The root cause of the incident has been attributed to catastrophic Network failure caused by the failure of the supervisor card in the LD4 6513 device. All subsequent impacts are directly related to this failure. It was noted that a scheduled change was being implemented just prior to the hardware failure. When the Internet was brought back up there was a lot of routing convergence happening. It is possible that this sudden flood of routing requests could have caused a failure on the supervisor card.
The Capita Reigate 24/7 NOC were alerted to a hardware failure in the LD4 & LD5 datacentres relating to the Herts Network. They engaged the Major Incident (MI) Manager who assembled the MI team. A field engineer was tasked to go to the LD4 datacentre. Upon arrival he identified that the onsite 6513 device had failed and would not reboot. It was subsequently identified that the supervisor card had failed.
A Cisco TAC case was raised and a spare part ordered Cisco advised that the service agreement for this device was for next business day delivery. At this point a failover was attempted however due to configuration issues this was not possible.
In parallel the MI manager got in contact with the Capita Tannochside support team and was able to agree the sourcing of a spare supervisor card. This was expedited and couriered to the Datacentre arriving at approximately 09:40 on 07/02. The card was configured and fitted bringing the device back up. Some network availability was restored however a number of routing issues persisted. The support teams worked on these issues providing network connectivity for the majority by 19:00 on 06/07.

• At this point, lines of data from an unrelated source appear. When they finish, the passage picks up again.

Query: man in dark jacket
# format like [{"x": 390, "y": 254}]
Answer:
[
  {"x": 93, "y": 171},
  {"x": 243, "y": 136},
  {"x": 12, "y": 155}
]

A downstream impact was later identified whereby some schools were experiencing slow internet connectivity. The issue was investigated and after engaging Cisco TAC was found to be an issue with a routing table on the LD5 6513 which was causing the device to run at extremely high CPU usage. An emergency change was implemented to reboot the LD5 6513 and normal internet connection speed was restored to Herts schools.
Contracted support for the LD4 & LD5 6513 devices is next business day. For critical devices this is not adequate
When devices are brought into service the appropriate level of support should be considered based upon criticality of the device. Additionally when amendments are made to service the support requirements should be reconsidered.
When the device failed a TAC case was raised with Cisco and an Replacement arranged. Going forward this activity should be coordinated via Tannochside
Support documentation to be updated to ensure that the Tannochside Service Desk are engaged immediately when it is identified that there may be a requirement to procure spares.
The 6513 devices are old and various components are very close to end of life
The Service Architect team have already made the customer aware that there are exposures with the current end of life hardware. They are in consultation to plan the potential decommissioning of the aged 6513 devices. This will involve a re-engineering of the Network.
Spare parts were not readily available and had to be ordered from Cisco
Updata system’s stocklists to be checked to ensure that information is current and also that the location of any spare parts is recorded correctly
The attempt to fail services to LD5 was not successful due to a reliance on the LD4 datacentre
It has been identified that over the course of time and with numerous projects that have changed the network topology the resilience that was once available has been diminished. As part of the ongoing discussions with the customer the Service Architect team will be reviewing network resilience and the failover process as an integral part of the proposed network redesign.
During the course of the major incident it was difficult to gain a definitive customer impact
In order to manage incidents appropriately a definitive customer impact is vital. The process for gaining impact needs to be reviewed with the customer to ensure that it is recorded accurately. Additionally all issues experienced need to be recorded in the Incident Management tool for completeness and also to ensure that these issues are taken into account when assessing the impact.